Mansoureh Togha et al. Ann Indian Acad Neurol.

Abstract

Objectives: Electrocardiographic (ECG) changes are reported frequently after acute strokes. It seems that cardiovascular effects of strokes are modulated by concomitant or pre-existent cardiac diseases, and are also related to the type of cerebrovascular disease and its localization. We aimed to determine the pattern of ECG changes associated with pathophysiologic categories of acute stroke among patients with/without cardiovascular disease and to determine if specific ECG changes are related to the location of the lesion.

Materials and methods: The electrocardiographic records of 361 patients with acute stroke were studied to assess the relative frequencies of ECG abnormalities among the pathophysiologic categories of stroke.

Results: In the present study, the most common ECG abnormalities associated with stroke were T-wave abnormalities, prolonged QTc interval and arrhythmias, which were respectively found in 39.9%, 32.4%, and 27.1% of the stroke patients and 28.9%, 30.7%, and 16.2 of the patients with no primary cardiac disease.
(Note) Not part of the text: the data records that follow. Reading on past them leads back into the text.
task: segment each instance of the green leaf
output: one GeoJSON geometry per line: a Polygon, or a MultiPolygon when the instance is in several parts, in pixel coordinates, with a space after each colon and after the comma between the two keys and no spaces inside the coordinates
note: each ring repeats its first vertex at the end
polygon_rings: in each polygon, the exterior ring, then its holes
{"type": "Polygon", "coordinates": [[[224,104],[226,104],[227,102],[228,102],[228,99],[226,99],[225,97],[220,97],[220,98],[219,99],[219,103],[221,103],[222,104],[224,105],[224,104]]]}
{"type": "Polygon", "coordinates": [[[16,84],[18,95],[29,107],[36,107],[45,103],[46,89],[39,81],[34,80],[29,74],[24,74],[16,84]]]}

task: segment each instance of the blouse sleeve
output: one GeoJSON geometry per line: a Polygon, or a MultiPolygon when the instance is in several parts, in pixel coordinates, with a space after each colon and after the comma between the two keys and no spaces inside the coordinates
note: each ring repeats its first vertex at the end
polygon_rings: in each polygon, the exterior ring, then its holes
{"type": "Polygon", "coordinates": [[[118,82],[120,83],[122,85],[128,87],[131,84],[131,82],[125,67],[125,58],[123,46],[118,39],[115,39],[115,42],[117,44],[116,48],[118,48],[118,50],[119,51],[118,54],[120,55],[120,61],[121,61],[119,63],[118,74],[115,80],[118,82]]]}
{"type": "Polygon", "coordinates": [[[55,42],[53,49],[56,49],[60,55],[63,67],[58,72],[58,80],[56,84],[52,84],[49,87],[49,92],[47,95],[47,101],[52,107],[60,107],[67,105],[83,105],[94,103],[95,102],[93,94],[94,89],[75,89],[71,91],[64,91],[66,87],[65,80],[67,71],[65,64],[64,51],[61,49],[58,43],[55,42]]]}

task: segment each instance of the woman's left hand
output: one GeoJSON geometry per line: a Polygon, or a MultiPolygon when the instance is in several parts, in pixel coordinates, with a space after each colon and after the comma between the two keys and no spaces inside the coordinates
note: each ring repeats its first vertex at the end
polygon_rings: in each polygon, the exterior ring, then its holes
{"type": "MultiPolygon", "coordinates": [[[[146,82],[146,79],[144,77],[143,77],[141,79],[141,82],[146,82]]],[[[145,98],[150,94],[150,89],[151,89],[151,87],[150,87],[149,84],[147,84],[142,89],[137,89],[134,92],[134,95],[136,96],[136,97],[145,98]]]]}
We observed that other ECG changes comprising pathologic Q- wave, ST-segment depression, ST-segment elevation, and prominent U wave may also occur in selected or non-selected stroke patients; thereby simulate an acute myocardial injury. We observed an increased number of patients with abnormal T-wave and posterior fossa bleedings and more rhythm disturbances for ischemic lesions, localized in the anterior fossa.

Conclusion: Ischemia-like ECG changes and arrhythmias are frequently seen in stroke patients, even in those with no history or signs of primary heart disease, which support a central nervous system origin of these ECG abnormalities. Further study is necessary to better define the brain-heart interaction.

Keywords: Cardiac; cerebrovascular attack; electrocardiography.